There are an excess of Chinese stocks you could take aim at amid this downturn. But there is one Chinese firm that is a veritable steal right now.
This company controls one of the largest online retail platforms in the world, as well as the world’s largest mobile and online payments platform and the world’s largest money market fund.
So, are you ready for another free trade this Friday afternoon?
So Much More Than E-Commerce
One of the biggest misnomers about Alibaba Group Holding Ltd. (NYSE: BABA) is that it is just an e-commerce company.
This misconception comes from the repeated comparisons to Amazon, which, despite streaming content and a market-leading cloud services unit, is largely dependent on e-commerce revenue.
On one hand this comparison is easy to make. Alibaba operates the largest online shopping center in the second-largest economy in the world. The company is also among the biggest cloud services companies in the world, rivaling the likes of Amazon’s AWS and Microsoft’s Azure.
But Alibaba has something that none of these other companies can compete with. That is a massive presence in the financial and online payment processing markets. Specifically, Alibaba owns Alipay and has a controlling stake in Ant Financial.
Alipay is a mobile and online payment platform that overtook PayPal as the world’s largest mobile payment platform back in 2013. Ant Financial, on the other hand, is the highest-valued fintech company in the world at $150 billion — that’s considerably more than Goldman Sachs.
Let all this sink in for a moment. To get an Alibaba-like company, you’d have to combine Amazon, PayPal and Goldman Sachs. And even then, you’d still fall a bit short since Alibaba subsidiaries dominate two out of those three markets.

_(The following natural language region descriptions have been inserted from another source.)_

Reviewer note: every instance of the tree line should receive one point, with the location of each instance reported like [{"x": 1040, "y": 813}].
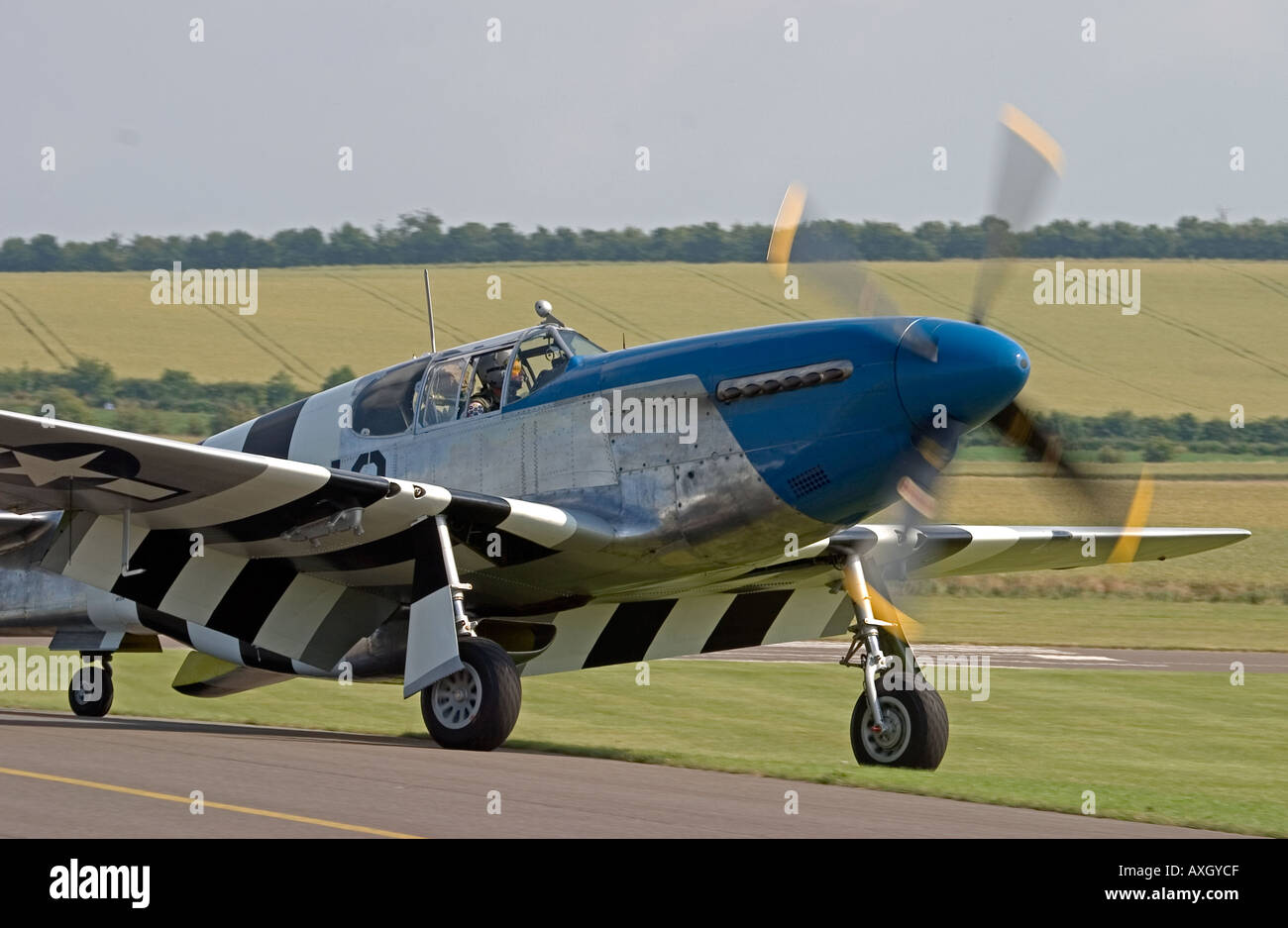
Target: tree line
[
  {"x": 421, "y": 239},
  {"x": 176, "y": 403}
]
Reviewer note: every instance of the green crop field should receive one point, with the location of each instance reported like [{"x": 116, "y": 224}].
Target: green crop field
[{"x": 1210, "y": 334}]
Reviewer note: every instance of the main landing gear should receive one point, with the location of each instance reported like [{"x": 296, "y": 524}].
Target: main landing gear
[
  {"x": 898, "y": 721},
  {"x": 91, "y": 691},
  {"x": 477, "y": 707}
]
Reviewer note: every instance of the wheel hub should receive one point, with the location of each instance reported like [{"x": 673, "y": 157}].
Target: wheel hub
[
  {"x": 458, "y": 698},
  {"x": 887, "y": 744}
]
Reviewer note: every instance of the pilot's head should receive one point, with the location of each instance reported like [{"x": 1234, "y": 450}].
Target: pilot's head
[{"x": 494, "y": 380}]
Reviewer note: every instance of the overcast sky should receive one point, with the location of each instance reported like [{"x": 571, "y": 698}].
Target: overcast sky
[{"x": 158, "y": 134}]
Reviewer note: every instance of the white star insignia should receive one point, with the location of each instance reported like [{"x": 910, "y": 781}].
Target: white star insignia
[{"x": 42, "y": 471}]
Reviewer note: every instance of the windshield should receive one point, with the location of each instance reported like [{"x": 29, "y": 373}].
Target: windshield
[{"x": 580, "y": 344}]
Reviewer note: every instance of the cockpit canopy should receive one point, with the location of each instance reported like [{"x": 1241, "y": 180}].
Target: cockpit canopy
[{"x": 467, "y": 381}]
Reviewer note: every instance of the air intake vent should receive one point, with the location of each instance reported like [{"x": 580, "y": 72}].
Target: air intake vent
[{"x": 807, "y": 481}]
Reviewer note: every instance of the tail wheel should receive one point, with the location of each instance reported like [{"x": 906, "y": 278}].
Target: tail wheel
[
  {"x": 477, "y": 707},
  {"x": 91, "y": 691},
  {"x": 915, "y": 725}
]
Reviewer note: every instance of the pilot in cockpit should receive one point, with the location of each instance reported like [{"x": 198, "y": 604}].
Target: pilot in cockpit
[{"x": 488, "y": 398}]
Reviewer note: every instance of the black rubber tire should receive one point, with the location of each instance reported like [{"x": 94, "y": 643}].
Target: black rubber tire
[
  {"x": 927, "y": 720},
  {"x": 76, "y": 694},
  {"x": 498, "y": 705}
]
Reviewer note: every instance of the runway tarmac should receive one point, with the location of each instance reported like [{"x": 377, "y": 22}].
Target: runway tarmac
[
  {"x": 64, "y": 776},
  {"x": 1024, "y": 657}
]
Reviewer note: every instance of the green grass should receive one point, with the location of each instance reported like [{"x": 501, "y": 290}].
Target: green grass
[
  {"x": 982, "y": 617},
  {"x": 1209, "y": 335},
  {"x": 1160, "y": 747}
]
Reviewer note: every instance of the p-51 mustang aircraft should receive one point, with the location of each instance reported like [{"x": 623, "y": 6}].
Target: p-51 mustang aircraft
[{"x": 532, "y": 503}]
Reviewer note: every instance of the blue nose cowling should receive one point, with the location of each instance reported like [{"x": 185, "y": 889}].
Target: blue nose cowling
[{"x": 974, "y": 373}]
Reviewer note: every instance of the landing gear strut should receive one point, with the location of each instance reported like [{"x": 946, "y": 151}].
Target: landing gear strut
[
  {"x": 898, "y": 721},
  {"x": 91, "y": 691},
  {"x": 477, "y": 707}
]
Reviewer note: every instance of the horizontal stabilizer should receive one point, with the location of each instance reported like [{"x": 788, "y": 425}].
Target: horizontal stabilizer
[{"x": 202, "y": 674}]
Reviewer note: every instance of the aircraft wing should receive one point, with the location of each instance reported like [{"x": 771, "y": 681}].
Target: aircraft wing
[
  {"x": 800, "y": 597},
  {"x": 244, "y": 547},
  {"x": 960, "y": 550}
]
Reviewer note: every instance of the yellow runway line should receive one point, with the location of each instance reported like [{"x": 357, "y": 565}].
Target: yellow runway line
[{"x": 187, "y": 800}]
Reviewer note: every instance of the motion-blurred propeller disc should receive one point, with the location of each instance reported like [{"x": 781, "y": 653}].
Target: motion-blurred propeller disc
[{"x": 1029, "y": 164}]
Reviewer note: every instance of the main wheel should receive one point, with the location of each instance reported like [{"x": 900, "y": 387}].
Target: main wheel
[
  {"x": 477, "y": 707},
  {"x": 915, "y": 725},
  {"x": 90, "y": 692}
]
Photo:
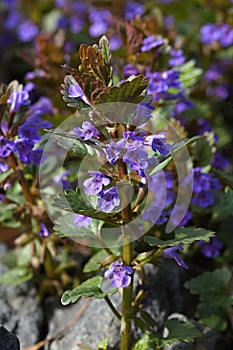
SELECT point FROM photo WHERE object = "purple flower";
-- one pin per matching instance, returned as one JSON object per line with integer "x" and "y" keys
{"x": 75, "y": 91}
{"x": 129, "y": 70}
{"x": 171, "y": 253}
{"x": 151, "y": 42}
{"x": 181, "y": 107}
{"x": 133, "y": 10}
{"x": 76, "y": 23}
{"x": 211, "y": 249}
{"x": 42, "y": 107}
{"x": 13, "y": 20}
{"x": 115, "y": 42}
{"x": 44, "y": 232}
{"x": 114, "y": 150}
{"x": 211, "y": 33}
{"x": 108, "y": 199}
{"x": 81, "y": 220}
{"x": 27, "y": 31}
{"x": 162, "y": 148}
{"x": 87, "y": 132}
{"x": 24, "y": 150}
{"x": 203, "y": 199}
{"x": 177, "y": 58}
{"x": 213, "y": 73}
{"x": 221, "y": 91}
{"x": 119, "y": 274}
{"x": 29, "y": 130}
{"x": 36, "y": 156}
{"x": 136, "y": 159}
{"x": 3, "y": 167}
{"x": 6, "y": 147}
{"x": 95, "y": 183}
{"x": 18, "y": 99}
{"x": 60, "y": 180}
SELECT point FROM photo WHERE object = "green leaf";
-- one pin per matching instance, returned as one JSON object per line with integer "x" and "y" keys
{"x": 214, "y": 298}
{"x": 225, "y": 178}
{"x": 89, "y": 288}
{"x": 93, "y": 265}
{"x": 182, "y": 331}
{"x": 143, "y": 343}
{"x": 128, "y": 91}
{"x": 16, "y": 276}
{"x": 66, "y": 228}
{"x": 7, "y": 212}
{"x": 204, "y": 149}
{"x": 164, "y": 161}
{"x": 183, "y": 235}
{"x": 223, "y": 206}
{"x": 103, "y": 344}
{"x": 76, "y": 203}
{"x": 71, "y": 142}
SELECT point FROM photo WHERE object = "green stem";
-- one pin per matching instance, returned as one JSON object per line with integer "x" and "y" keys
{"x": 112, "y": 307}
{"x": 127, "y": 310}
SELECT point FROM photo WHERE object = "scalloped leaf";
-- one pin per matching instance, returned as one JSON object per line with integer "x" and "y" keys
{"x": 182, "y": 331}
{"x": 183, "y": 235}
{"x": 128, "y": 91}
{"x": 164, "y": 161}
{"x": 76, "y": 203}
{"x": 16, "y": 276}
{"x": 88, "y": 289}
{"x": 215, "y": 301}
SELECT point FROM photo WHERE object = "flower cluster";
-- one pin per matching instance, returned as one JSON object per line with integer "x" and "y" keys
{"x": 212, "y": 33}
{"x": 25, "y": 145}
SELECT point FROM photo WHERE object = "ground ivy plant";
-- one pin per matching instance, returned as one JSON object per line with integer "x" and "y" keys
{"x": 113, "y": 204}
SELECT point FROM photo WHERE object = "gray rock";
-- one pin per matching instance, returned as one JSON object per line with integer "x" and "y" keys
{"x": 95, "y": 324}
{"x": 98, "y": 322}
{"x": 20, "y": 311}
{"x": 165, "y": 295}
{"x": 8, "y": 340}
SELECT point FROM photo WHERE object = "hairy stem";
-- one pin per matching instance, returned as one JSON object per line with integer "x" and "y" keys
{"x": 126, "y": 319}
{"x": 24, "y": 185}
{"x": 112, "y": 307}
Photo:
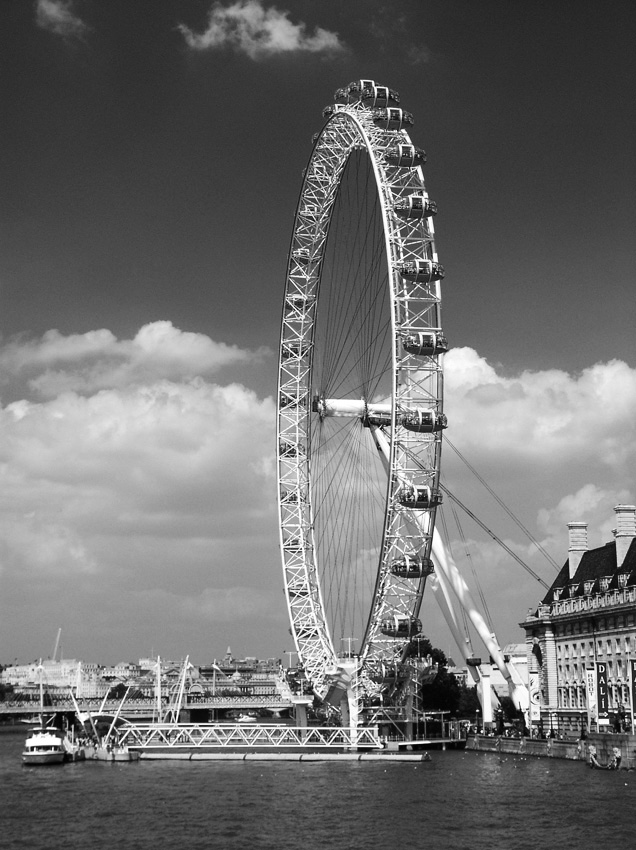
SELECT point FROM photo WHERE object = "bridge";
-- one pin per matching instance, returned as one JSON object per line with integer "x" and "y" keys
{"x": 146, "y": 707}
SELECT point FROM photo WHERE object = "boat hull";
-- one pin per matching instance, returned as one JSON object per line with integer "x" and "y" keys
{"x": 34, "y": 758}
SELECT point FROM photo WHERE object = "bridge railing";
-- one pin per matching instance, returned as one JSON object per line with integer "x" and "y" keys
{"x": 149, "y": 736}
{"x": 137, "y": 706}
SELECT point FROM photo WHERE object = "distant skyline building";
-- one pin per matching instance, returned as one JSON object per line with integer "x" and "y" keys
{"x": 587, "y": 618}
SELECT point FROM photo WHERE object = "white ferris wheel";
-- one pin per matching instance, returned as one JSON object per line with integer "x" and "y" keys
{"x": 360, "y": 400}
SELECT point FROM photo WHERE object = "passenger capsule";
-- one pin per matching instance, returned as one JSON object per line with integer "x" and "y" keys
{"x": 406, "y": 156}
{"x": 423, "y": 421}
{"x": 422, "y": 271}
{"x": 287, "y": 449}
{"x": 412, "y": 566}
{"x": 332, "y": 109}
{"x": 374, "y": 95}
{"x": 400, "y": 626}
{"x": 366, "y": 90}
{"x": 301, "y": 255}
{"x": 299, "y": 300}
{"x": 425, "y": 344}
{"x": 294, "y": 348}
{"x": 415, "y": 206}
{"x": 419, "y": 498}
{"x": 392, "y": 118}
{"x": 286, "y": 400}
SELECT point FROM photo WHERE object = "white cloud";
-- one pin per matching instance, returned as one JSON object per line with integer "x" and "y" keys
{"x": 148, "y": 485}
{"x": 58, "y": 17}
{"x": 554, "y": 447}
{"x": 248, "y": 27}
{"x": 96, "y": 360}
{"x": 143, "y": 492}
{"x": 543, "y": 417}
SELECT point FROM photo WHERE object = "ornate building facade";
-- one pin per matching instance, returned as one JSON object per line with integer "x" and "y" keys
{"x": 587, "y": 616}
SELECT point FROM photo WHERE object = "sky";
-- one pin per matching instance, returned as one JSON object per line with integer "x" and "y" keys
{"x": 151, "y": 159}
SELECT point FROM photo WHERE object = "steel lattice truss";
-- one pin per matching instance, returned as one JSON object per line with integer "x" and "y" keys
{"x": 407, "y": 426}
{"x": 158, "y": 737}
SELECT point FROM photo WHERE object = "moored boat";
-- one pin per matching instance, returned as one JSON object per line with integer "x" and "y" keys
{"x": 44, "y": 746}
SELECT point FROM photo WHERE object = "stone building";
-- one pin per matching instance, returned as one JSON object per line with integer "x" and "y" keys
{"x": 588, "y": 615}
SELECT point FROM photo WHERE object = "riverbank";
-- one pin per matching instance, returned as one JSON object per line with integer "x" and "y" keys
{"x": 574, "y": 750}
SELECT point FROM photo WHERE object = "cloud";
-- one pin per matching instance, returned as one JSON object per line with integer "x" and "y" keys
{"x": 86, "y": 363}
{"x": 138, "y": 492}
{"x": 248, "y": 27}
{"x": 143, "y": 486}
{"x": 57, "y": 16}
{"x": 555, "y": 447}
{"x": 544, "y": 417}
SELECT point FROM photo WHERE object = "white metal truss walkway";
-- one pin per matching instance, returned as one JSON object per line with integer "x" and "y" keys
{"x": 168, "y": 739}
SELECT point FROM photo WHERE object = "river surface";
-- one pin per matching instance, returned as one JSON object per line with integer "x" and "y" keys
{"x": 459, "y": 800}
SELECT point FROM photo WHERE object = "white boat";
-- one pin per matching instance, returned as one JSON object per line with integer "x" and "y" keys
{"x": 44, "y": 746}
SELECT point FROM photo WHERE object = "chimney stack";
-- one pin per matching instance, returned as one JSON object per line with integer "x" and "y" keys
{"x": 625, "y": 531}
{"x": 578, "y": 545}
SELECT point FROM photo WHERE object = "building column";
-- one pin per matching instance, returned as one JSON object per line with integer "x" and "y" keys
{"x": 550, "y": 667}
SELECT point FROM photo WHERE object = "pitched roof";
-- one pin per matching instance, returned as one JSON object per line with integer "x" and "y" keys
{"x": 595, "y": 564}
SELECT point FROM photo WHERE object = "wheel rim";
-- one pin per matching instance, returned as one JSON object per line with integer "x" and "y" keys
{"x": 354, "y": 294}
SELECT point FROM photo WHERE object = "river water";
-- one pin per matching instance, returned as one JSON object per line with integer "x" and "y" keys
{"x": 458, "y": 800}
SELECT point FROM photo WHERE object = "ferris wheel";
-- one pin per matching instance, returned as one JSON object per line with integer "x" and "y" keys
{"x": 360, "y": 406}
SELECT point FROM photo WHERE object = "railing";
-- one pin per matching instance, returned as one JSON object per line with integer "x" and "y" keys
{"x": 144, "y": 706}
{"x": 157, "y": 736}
{"x": 578, "y": 604}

As you’d expect, this combination has provided excellent results for Alibaba. The company has averaged mid double-digit percentage growth in revenue and earnings for the past two years.
For the quarter that ended in June, analysts are projecting revenue growth of 60.5% to $11.76 billion. And that’s with yuan troubles and Trump’s tariffs in effect. Additionally, revenue is projected to grow 62.5% next quarter and 58.8% for fiscal 2019.
Furthermore, there’s even talk of an Ant Financial initial public offering down the road, which could bring in even more cash for Alibaba.
Investing in Alibaba Stock
As I noted above, Alibaba shares are a steal right now.
BABA stock is trading near long-term support in the $170 region, pressured there by overwhelmingly negative sentiment toward Chinese stocks across the board. This selling pressure has been overdone, and BABA stock should correct higher in the coming weeks.
An additional factor underscoring BABA stock’s discount is its price-to-earnings ratio of 46.17. This may seem high, but it is a fraction of Amazon’s 147.57 reading. And, as I detailed above, Alibaba’s prospects for revenue outside of e-commerce make it a considerably better value than Amazon.
Finally, as you can see in the chart above, BABA’s 14-day Relative Strength Index (RSI) is quickly nearing oversold levels.
The shares have at least a 17% upside before they hit technical resistance in the $200 region. A breakout above $200 would confirm the longer-term uptrend and result in a potential move to $250 before slowing down.